Le Mexique dans un miroir : les ex-voto de San Juan de los Lagos (1870 - 1945)


Le culte marial au Mexique

"[...] cada flor brotada en aquel monte, estaba diciendo, María y todas juntas la bondad de la tierra: leche como en madre, miel como en piadosa, que todo lo hay en María y para que viendo señas tan prodigiosas se aficionasen todos, y deseasen ya la habitación de María en la tierra de Guadalupe".


                                                 Miguel Sánchez


De Tonantzin à la Vierge Marie? Même s’il n’est pas faux, le raccourci est réducteur. Il ne prend pas assez en compte tout le travail évangélisateur, acculturateur conduit par l’Église, d’abord les franciscains, ensuite les jésuites. Il est ici important de souligner que ces deux ordres religieux furent les fervents partisans de l’Immaculée Conception de la Vierge. Ce raccourci oublie d’autre part le grand élan marial qui emporte l’Occident dès les XIe-XIIe siècles, et auquel participe l’Espagne de la reconquête.

Faut-il, dans ce contexte, accorder une place à part à N.D. de Guadalupe? Bien sûr, il y a toutes les ambiguités de ses origines, liées au Tepeyac et ses cultes antérieurs. Mais jusque vers le milieu du XVIIe siècle (voire les années 1737), rien ne distingue fondamentalement cette image des autres (N.D. de los Remedios, en particulier). L’essor du mouvement immaculiste, parti de Séville vers 1615 va déferler sur l’Amérique dans les années qui suivent: N.D. de Copacabana, de San Juan de los Lagos, voire de Talpa, se révèlent au grand jour à cette occasion. La première fortune de N.D. de Guadalupe, une immaculée elle aussi, est liée à la publication en 1648 du livre de Miguel Sánchez, Imagen de la Virgen Maria madre de Dios de Guadalupe. D’autres ouvrages suivront, qui amplifieront encore la renommée.
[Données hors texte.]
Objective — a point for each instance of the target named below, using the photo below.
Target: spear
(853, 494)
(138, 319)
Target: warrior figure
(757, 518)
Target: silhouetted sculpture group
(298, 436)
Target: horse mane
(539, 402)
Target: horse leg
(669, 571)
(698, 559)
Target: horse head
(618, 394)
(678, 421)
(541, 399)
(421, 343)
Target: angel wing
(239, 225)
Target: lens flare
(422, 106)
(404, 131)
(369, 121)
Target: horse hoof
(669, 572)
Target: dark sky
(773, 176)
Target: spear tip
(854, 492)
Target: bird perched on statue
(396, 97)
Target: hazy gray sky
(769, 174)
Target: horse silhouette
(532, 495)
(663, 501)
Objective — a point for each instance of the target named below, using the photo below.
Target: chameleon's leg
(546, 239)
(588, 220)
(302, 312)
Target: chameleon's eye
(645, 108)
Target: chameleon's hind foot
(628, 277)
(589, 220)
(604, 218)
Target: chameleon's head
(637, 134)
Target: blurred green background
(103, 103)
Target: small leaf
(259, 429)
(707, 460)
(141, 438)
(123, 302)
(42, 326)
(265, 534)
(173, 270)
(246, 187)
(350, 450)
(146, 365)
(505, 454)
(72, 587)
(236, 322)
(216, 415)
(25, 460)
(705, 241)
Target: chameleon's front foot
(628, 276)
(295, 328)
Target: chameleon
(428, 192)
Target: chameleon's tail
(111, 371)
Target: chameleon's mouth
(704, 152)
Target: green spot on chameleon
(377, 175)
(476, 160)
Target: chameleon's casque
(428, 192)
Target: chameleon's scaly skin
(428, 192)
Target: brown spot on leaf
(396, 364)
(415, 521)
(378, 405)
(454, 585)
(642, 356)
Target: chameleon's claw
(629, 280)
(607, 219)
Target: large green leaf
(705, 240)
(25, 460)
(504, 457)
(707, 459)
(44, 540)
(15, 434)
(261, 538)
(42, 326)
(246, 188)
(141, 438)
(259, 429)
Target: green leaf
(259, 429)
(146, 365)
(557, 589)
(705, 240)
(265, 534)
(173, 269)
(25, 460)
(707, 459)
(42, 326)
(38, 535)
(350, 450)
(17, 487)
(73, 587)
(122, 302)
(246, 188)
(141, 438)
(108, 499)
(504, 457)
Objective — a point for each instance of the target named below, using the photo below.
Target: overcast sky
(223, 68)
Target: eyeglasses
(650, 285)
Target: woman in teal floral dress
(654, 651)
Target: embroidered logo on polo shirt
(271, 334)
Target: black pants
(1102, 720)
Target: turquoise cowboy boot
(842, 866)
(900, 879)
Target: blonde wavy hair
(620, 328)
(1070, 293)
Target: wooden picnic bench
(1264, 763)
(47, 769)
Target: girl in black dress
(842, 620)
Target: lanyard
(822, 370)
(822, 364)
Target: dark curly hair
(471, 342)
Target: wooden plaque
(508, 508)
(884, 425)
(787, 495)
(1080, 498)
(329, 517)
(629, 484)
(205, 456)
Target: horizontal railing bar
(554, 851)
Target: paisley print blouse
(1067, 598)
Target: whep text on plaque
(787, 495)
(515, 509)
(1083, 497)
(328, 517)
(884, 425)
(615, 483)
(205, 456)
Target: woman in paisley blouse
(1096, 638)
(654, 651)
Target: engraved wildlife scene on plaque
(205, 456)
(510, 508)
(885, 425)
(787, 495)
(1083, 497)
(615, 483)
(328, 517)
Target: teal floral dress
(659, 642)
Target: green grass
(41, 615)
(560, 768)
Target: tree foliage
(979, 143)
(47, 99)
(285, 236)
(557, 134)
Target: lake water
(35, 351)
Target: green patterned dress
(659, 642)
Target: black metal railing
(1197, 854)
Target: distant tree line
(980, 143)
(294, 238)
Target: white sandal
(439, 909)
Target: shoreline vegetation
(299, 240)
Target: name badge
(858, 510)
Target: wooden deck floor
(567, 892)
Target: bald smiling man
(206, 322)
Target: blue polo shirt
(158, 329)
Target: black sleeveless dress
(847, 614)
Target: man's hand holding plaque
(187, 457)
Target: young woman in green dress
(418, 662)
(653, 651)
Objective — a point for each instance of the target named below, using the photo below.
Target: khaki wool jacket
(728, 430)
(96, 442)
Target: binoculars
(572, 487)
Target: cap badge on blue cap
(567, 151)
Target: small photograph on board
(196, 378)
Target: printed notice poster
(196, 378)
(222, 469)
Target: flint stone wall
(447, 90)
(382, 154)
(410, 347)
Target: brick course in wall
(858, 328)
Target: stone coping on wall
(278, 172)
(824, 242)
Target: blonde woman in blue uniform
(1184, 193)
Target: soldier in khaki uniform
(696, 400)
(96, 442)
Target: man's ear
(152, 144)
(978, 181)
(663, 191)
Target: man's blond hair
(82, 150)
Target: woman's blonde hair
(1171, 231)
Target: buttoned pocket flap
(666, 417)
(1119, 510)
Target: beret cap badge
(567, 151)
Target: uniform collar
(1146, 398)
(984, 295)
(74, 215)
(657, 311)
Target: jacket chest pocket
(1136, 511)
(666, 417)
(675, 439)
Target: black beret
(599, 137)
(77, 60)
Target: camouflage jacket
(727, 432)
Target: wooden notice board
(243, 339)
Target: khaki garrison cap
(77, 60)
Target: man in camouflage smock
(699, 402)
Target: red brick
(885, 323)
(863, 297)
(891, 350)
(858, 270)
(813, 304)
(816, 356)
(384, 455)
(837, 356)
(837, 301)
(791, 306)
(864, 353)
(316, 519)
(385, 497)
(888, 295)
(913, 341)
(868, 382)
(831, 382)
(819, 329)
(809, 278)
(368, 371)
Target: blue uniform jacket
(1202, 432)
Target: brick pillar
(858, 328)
Même avec des racines indigènes, ce culte marial est très vite intégré dans le moule hispanique, et progressivement, aux XVIIe-XVIIIe siècles il est détourné au profit de groupes créoles qui construisent leur identité: N.D. de Yzamal pour ceux de Merida, N.D. de Zapopan pour les tapatíos, N.D. de San Juan pour tous les neogallegos, et surtout N.D. de Guadalupe pour Mexico, puis l’ensemble du Mexique. Elle peut même faire jeu égal, dans l’Occident du pays, avec la Vierge de San Juan.

Mais la Vierge n’est pas seulement au cœur d’une construction identitaire. Parallèlement elle façonne la religion sensible, charnelle dans laquelle plonge tout un univers (voir l’exergue de M. Sánchez). Elle étend son manteau protecteur contre les pires fléaux, comme le matlazahuatl de 1737.

Aussi le culte marial résiste vigoureusement à l’hostilité de l’Église éclairée du XVIIIe, qui y voit beaucoup de vestiges de superstitions. La victoire de l’Indépendance en 1826 sera aussi celle, définitive, d’une Vierge sur l’autre, de N.D. de Guadalupe sur celle de los Remedios. Mais défaite ne signifie pas disparition : il y aura simplement recomposition des rôles. N.D. de Guadalupe affirme ses vertus nationales –voire revendicatrices, avec Hidalgo, puis Zapata et ses paysans– N.D. de los Remedios se limite à un rôle plus traditionnel, elle n’aura plus qu’à faire des miracles et engranger des ex-voto. Yzamal, Ocotlan, San Juan de los Lagos voient leur influence évoluer selon les pulsions de l’histoire régionale à laquelle elles appartiennent. Aujourd’hui, les flots migratoires étendent l’irradiation de ces sanctuaires (surtout pour celui de San Juan) jusque «del otro lado». Derrière tout geste votif, pour individuel qu’il soit, il y a un passé complexe, que le fidèle devine à peine. Mais il y adhère fortement, peut-être par tradition, plus sûrement parce que c’est pour lui le moyen de se situer, dans une histoire, dans un espace.